Tony thought about how many times he’d done the same thing, bound the magic of a mage. There had been no need to do it like this, unexpected, a deliberately vicious version of the spell. He’d never caused a mage he’d bound more than brief discomfort. He looked into Murdock’s eyes. He thought of saying something about it, then decided to keep quiet. The look on Murdock’s face made it clear that no complaint would accomplish anything but greater satisfaction for the bastard.
So he just said, “Who is accusing me?”
Murdoch shook his head. “We will not reveal that at this time. You’ll learn the specifics of the charges against you during your arraignment. Will you speak to us now, or do you want to wait for the MC representative?”
Tony stared up at Murdoch, still stunned, still fighting the panic. He couldn’t seem to get his head to work properly. All he could think was that 15 years ago there would have been no Magic Council representative, no right to face his accuser in court, and no bloody chance at all of surviving. Ten years before that, they would have just taken him out to the alley behind Headquarters and put a bullet in his brain, not even caring very much whether he was guilty or not.
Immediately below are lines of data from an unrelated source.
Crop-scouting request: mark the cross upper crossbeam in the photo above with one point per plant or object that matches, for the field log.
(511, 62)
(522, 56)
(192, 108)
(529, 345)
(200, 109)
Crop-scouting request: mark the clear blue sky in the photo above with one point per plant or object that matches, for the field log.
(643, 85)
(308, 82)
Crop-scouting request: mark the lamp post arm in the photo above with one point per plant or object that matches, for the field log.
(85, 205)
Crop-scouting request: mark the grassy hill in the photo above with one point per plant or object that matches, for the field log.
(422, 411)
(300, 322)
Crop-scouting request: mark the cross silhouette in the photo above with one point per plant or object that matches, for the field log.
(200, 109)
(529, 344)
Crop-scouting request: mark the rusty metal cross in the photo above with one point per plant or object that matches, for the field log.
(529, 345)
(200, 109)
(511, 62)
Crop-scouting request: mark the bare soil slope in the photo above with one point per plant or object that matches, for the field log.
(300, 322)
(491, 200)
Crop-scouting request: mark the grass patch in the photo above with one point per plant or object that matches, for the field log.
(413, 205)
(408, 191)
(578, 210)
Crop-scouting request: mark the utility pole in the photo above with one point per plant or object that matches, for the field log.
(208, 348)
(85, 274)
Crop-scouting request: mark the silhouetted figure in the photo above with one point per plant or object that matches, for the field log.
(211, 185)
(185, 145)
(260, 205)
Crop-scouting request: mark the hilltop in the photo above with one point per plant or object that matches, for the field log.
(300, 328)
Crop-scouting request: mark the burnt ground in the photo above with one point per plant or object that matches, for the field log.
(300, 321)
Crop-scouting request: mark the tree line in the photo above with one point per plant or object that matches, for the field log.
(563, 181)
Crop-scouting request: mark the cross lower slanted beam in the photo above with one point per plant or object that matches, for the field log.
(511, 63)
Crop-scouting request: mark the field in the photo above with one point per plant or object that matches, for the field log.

Murdoch was scowling down at him. He repeated, “Will you speak to us now, or do you want to wait for the MC representative?”
Tony managed to get “I’ll wait for the MC rep, thanks, Murdoch” out and even managed what he hoped looked like a smile.
Robert Cooper, the Chief of Detectives, moved forward. His expression was stiff, an attempt at no expression at all, but Tony could see that he was furious. Tony felt a wave of desperate regret. Cooper had been good to him, had given him a chance. He’d let a mage act like a real cop, supported his placement on the Baltimore PD, and even promoted him to detective, and now that mage had supposedly harmed a non-magical. And Cooper was going to pay for it. This was likely to get him demoted, or even fired, even if the court could not prove Tony guilty.
Tony looked the man in the eye and said, softly “I did not do this, Chief.” They stared at each for what seemed like a long time, then the Chief’s chin dipped, just a little, a nod that was barely there.
Murdoch said, “Since you won’t talk to us, you’re going in the cells tonight. We’ll get with the MC and see when they can get a rep here.” He swung a pair of handcuffs from one finger. “Get up.”
It took a couple of tries, but no one offered to help. On his feet, knees shaking, he looked at his partner for the first time. While Murdoch was cuffing him he said, “You know I didn’t do anything, Danny.”
There were a couple of huffing sounds around him, expressions of contempt. Dan looked at him with hate and contempt clear on his face and said, “It was only a matter of time, Dinozzo. I told the Loo that. I told the Chief that. Thanks for proving me right, you devil-sucking bastard.” Then he turned and walked away.
A couple of uniforms took him down to booking, and through the whole process Tony fought the panic, the claustrophobia and the fear. By the time they got him into a cell, there were fine tremors running through his entire body. People came by every now and then, stared at him, then walked away. Some looked angry, some smirked at him. He was at least grateful that the two or three people he’d thought of as maybe sort of friends were not among them.